А затем она смотрит на дом напротив и спрашивает:
– Лиззи, а ты… Ты не хочешь проведать Руслана? Я соберу тебе корзинку с гостинцами.
Чтобы меня с этой корзинкой встретила Вика и обсмеяла? Нет, спасибо.
– Не сегодня. Ему нужен отдых, я думаю.
– Да… Ты права.
Позже мне звонит Лера, и я приглашаю её в гости.
Мы загораем у бассейна, купаемся, разговариваем о всяких глупостях. Я почему-то не спешу ей рассказывать о вчерашнем – ощущение, что это касается только нас с Русланом. Интересно, а он рассказал своей сестре о том, кто ему помог добраться до дома? Или тоже считает, что это только наше?
На протяжении всего дня я исподтишка наблюдаю за домом Климовых. Вика, если и покидает комнату брата, то лишь за тем, чтобы что-нибудь ему принести. Она заботится о нём, как настоящая сестра. Мы с Катей тоже не бросали друг друга, если из нас кто-то заболевал.

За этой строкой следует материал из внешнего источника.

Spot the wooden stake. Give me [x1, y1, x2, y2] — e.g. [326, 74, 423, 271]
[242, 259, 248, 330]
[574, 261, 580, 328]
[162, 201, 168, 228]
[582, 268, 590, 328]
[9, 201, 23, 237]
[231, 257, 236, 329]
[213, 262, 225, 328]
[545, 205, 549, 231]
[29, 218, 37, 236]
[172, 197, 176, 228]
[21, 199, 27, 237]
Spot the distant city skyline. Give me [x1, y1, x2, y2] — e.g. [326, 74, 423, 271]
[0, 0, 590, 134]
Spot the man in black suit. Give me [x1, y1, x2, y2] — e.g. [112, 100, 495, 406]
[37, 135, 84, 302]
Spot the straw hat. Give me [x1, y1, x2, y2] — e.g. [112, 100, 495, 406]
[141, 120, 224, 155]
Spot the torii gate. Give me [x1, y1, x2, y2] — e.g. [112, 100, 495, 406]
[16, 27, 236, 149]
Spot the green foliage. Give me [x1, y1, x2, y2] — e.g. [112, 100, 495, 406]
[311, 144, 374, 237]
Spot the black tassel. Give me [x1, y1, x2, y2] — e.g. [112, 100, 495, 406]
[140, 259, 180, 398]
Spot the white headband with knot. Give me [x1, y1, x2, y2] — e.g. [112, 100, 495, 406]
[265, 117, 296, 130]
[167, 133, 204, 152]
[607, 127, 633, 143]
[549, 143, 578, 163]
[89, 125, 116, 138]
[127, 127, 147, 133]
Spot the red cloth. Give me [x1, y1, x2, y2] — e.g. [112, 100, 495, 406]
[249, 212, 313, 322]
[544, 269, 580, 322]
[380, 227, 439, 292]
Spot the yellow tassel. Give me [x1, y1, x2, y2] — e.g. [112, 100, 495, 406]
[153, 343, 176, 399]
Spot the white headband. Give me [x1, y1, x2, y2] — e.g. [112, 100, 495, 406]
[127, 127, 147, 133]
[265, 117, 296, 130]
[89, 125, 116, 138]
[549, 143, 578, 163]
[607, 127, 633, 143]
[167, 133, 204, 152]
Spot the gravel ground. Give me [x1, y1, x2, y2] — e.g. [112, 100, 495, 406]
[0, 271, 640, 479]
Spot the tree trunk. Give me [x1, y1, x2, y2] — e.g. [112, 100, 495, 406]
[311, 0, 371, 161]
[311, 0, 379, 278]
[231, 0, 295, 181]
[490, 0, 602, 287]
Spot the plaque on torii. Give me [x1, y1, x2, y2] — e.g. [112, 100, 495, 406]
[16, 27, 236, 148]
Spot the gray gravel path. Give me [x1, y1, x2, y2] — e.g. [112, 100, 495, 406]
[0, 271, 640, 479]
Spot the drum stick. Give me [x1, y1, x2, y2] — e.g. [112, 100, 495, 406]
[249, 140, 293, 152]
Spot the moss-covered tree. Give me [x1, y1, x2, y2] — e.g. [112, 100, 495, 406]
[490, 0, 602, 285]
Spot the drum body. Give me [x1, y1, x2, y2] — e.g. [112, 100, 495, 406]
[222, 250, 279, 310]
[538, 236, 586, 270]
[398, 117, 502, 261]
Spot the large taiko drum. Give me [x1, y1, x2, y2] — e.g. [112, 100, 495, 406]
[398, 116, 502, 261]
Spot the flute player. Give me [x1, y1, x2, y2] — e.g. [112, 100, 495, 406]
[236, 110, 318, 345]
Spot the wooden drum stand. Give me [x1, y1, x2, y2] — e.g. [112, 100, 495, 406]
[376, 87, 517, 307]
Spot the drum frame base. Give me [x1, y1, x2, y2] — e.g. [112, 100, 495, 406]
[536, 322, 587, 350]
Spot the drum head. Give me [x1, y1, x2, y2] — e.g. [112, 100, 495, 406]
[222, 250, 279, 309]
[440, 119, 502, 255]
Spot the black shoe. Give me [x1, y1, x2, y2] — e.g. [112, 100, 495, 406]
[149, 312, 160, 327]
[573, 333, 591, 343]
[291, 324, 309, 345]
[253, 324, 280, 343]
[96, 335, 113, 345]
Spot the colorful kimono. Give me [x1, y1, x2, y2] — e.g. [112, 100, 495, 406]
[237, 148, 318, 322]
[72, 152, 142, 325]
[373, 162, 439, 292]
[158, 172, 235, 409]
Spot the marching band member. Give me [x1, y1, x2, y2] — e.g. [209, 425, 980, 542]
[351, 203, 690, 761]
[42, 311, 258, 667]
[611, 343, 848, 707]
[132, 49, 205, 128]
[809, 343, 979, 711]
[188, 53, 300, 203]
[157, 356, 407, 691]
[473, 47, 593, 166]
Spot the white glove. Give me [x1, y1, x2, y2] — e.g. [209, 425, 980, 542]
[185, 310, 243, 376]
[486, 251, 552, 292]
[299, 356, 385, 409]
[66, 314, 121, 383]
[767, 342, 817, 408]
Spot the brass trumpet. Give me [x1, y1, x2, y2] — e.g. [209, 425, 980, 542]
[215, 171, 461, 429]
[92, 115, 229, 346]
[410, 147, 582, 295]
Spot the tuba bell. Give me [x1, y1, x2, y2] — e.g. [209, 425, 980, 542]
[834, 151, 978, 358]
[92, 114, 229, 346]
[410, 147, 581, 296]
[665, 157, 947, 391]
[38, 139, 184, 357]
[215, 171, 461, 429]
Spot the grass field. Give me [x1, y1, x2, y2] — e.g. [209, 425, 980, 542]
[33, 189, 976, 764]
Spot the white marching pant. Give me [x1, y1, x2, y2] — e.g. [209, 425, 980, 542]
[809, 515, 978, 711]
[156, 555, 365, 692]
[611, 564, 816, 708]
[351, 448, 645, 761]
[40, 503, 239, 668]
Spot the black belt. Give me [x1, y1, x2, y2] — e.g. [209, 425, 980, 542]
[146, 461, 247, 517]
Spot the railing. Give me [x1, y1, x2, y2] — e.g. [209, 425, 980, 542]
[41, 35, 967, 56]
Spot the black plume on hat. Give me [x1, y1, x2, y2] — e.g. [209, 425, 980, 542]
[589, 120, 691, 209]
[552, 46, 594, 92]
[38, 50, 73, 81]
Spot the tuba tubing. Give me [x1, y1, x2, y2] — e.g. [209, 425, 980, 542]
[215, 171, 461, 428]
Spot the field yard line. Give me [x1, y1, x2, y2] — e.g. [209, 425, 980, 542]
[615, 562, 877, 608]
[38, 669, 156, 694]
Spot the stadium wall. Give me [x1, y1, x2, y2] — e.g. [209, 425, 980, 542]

Ненадолго заскакивая в свою комнату, я видела, как эти двое смотрят кино на ноутбуке, или же болтают, или же играют в настольные игры. Вид Руслана радовал – он быстрыми темпами шёл на поправку. Все ссадины обработаны, на синяках нанесён специальный крем, бедро плотно забинтовано. Один раз я застаю момент, как Вика меняет брату повязку.

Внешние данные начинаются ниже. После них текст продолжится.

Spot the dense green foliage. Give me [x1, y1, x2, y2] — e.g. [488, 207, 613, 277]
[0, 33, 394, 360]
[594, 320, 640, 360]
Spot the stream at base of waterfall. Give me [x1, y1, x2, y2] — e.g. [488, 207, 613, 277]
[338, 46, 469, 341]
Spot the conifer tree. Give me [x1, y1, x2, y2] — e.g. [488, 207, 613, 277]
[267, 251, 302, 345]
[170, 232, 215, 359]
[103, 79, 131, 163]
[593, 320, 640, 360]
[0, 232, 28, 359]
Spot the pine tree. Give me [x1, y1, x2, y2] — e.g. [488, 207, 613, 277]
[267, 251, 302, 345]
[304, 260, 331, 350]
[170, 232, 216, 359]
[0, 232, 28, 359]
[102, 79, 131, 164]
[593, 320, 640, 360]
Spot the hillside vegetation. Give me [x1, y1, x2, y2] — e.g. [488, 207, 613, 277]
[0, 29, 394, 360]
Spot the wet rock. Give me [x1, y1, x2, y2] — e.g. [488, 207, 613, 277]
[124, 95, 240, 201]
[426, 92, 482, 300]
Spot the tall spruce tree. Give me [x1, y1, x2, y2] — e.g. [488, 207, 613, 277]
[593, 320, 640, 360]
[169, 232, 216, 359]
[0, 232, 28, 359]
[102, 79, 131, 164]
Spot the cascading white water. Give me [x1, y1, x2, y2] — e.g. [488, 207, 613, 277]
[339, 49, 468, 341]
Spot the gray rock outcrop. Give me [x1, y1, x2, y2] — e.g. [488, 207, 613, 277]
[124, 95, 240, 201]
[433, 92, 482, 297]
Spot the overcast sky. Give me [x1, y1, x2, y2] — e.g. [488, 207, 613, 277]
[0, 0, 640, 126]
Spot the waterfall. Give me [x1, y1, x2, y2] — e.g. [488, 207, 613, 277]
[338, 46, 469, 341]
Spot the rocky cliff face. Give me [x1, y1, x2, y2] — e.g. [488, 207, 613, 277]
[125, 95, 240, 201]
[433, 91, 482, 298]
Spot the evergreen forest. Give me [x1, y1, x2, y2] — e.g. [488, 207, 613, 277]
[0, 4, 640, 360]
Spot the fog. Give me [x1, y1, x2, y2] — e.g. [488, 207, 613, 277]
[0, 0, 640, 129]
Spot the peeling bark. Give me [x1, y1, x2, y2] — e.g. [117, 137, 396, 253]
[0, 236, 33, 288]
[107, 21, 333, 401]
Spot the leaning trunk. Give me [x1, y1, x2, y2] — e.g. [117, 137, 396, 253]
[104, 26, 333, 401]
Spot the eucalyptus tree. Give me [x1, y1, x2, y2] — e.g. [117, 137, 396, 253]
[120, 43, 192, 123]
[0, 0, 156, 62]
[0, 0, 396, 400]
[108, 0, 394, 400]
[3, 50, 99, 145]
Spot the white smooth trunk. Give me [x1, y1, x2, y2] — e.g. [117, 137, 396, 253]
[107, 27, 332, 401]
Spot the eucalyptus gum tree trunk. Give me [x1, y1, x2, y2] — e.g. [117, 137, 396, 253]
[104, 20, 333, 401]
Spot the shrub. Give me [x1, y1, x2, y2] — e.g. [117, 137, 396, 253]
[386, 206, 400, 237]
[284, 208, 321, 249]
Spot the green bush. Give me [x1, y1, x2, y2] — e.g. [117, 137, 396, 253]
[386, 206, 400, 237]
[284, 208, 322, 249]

Может, она не такой уж плохой человек? Своего брата она действительно любит. А если человек способен любить, то совсем безнадёжным быть не может, верно?
– О чём задумалась, Зефирка? – щурясь на вечернее солнце интересуется Лера.
Я отворачиваюсь от территории дома Климовых и спрашиваю задумчиво:
– Ты же тоже считаешь, что я не должна была так быстро прощать Гордея?
– Тоже? – поднимает подруга тонкие брови. – А кто ещё так считает? Чего я не знаю?
– Всё ты знаешь, – отмахиваюсь я, глядя на блики солнца на воде. – Я привыкла к тому, что он мой парень. Знаю, что от него ждать, а чего ждать не стоит. Привыкла к мысли, что наши родители ждут нашей свадьбы. Но…
– Любишь ли ты его? – догадывается Лера.
– А он меня? – смотрю я на неё. – Вдруг, мы оба настолько привыкли друг к другу, что уже давно воспринимаем наши отношения, как что-то должное. Никаких волнений, ревности, тоски друг по другу. Я и злиться на него долго не в состоянии, как мы все вчера убедились… Дорога ли я ему, а он мне?..
– Моё мнение на ваш счёт ты знаешь, – вздыхает она и протягивает руку ко мне, чтобы сжать пальцами мою ладонь. – Ничего нового я тебе не скажу. Но может то, что кто-то заставил тебя обо всём этом задуматься, к лучшему?
– Не знаю, – вздыхаю и я.
Вновь поворачиваю голову в сторону дома Руслана, смотрю на его балкон. Чем он занят сейчас? И почему мне это интересно тогда, когда то, чем занят мой парень меня мало интересует?